123TIME: 13:00 – 14:00, Monday 5th December 2016

VENUE: Committee Room 9,House of Commons,
Palace of Westminster, SW1A 1AA

Arkady Ostrovsky,
Russia and Eastern Europe editor for The Economist
Vladimir Pastukhov, Doctor of Political Science and Visiting Fellow at St. Antony’s College, University of Oxford
Sir Andrew Wood, Associate Fellow of the Russia and Eurasia programme at Chatham House

To attend please visit: https://tinyurl.com/jzfg4wv

For a full summary of this event click here
For a full transcript of this event click here

A quarter of a century ago, the Soviet Union dissolved and the Cold War ended. These two events were so momentous that some observers even argued that history was coming to an end. 25 years later, though, much has changed. The West and Russia now find themselves in an increasingly tense and dangerous standoff.  The second in a series of three events exploring developments in the Former Soviet Union since 1991, this event focuses on Russia.

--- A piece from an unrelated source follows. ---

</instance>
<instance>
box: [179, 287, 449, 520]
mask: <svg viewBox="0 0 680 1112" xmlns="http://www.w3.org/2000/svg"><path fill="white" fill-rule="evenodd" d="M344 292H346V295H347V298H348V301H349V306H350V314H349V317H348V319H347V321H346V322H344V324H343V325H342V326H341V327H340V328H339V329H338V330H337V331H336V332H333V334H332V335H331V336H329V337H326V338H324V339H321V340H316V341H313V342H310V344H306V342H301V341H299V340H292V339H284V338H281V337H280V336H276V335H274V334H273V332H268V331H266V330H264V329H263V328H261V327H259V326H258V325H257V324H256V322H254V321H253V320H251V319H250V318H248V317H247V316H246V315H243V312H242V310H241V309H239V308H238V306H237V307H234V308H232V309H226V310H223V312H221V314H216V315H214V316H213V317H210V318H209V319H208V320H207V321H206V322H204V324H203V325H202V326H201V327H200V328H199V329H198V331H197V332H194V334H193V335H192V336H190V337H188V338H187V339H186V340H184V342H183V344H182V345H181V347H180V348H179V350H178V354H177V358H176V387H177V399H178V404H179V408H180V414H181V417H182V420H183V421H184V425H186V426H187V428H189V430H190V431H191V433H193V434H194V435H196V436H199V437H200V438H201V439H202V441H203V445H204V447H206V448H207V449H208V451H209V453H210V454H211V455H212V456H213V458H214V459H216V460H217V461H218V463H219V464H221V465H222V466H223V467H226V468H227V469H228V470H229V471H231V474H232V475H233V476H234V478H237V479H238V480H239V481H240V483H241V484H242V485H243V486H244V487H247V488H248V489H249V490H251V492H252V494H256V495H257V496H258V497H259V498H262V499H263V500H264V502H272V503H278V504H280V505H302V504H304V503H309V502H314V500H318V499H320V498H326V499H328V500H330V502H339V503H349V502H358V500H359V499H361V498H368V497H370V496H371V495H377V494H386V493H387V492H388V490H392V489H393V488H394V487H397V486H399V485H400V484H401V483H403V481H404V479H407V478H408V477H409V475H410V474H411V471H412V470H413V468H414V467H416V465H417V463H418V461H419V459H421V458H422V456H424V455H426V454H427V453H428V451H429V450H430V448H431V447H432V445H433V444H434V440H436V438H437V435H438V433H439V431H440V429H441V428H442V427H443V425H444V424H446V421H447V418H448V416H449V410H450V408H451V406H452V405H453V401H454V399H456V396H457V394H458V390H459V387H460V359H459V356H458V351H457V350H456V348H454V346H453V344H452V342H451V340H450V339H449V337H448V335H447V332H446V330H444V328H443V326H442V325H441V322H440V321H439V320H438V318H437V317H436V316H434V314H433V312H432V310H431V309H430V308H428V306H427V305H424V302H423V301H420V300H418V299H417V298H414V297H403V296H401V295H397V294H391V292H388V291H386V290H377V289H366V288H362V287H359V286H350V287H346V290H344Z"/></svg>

By kind invitation of James Gray MP, The Henry Jackson Society, in association with Open Russia, is pleased to invite you to an event with Arkady Ostrovsky, Vladimir Pastukhov, and Sir Andrew Wood. The three distinguished speakers will discuss developments that have taken place over the last 25 years. Have they been for the best, or not? What have we learned about Russia and the West since 1991? When did the strategic dissonance between Russia and the West begin? What did the West do right and wrong? What can (or should) the West learn from past mistakes? And what are the next 25 years likely to have in store?

Arkady Ostrovsky is Russia and Eastern Europe editor for The Economist. He is the author of the 2016 Orwell Prize winning book The Invention of Russia: The Journey from Gorbachev’s Freedom to Putin’s War published in 2015. He is regular contributor to radio and television programs around the world, including the BBC and NPR. He holds a doctorate degree in English Literature (University of Cambridge, 1998) and has contributed to the first Cambridge History of Russian Theatre as well as to collections of essays on theatre history published in the America, UK, France, Russia and Brazil.

Vladimir Pastukhov is a Doctor of Political Science and Visiting Fellow at St. Antony’s College, University of Oxford. In the 1990s he worked as a fellow at the Institute for Comparative Political Sciences and the Institute of Latin America (both under the Russian Academy of Sciences). He served as counsel to the Constitutional Court of the Russian Federation, as well as to the State Duma and the Moscow City Mayor’s Office. He is the author of several books and over 200 scholarly articles on constitutional law and political science. He is one of the authors of the report Constitutional Crisis in Russia and How to Resolve It by The Institute of Modern Russia.

Sir Andrew Wood is an associate fellow of the Russia and Eurasia programme at Chatham House. He is also a consultant to a number of companies with an interest in Russia. Following a range of diplomatic posts he served as British Ambassador to Yugoslavia from 1985 to 1989. From 1995 to 2000 Wood served as British Ambassador to Russia and Moldova. He is an expert on Russia’s domestic and foreign policies.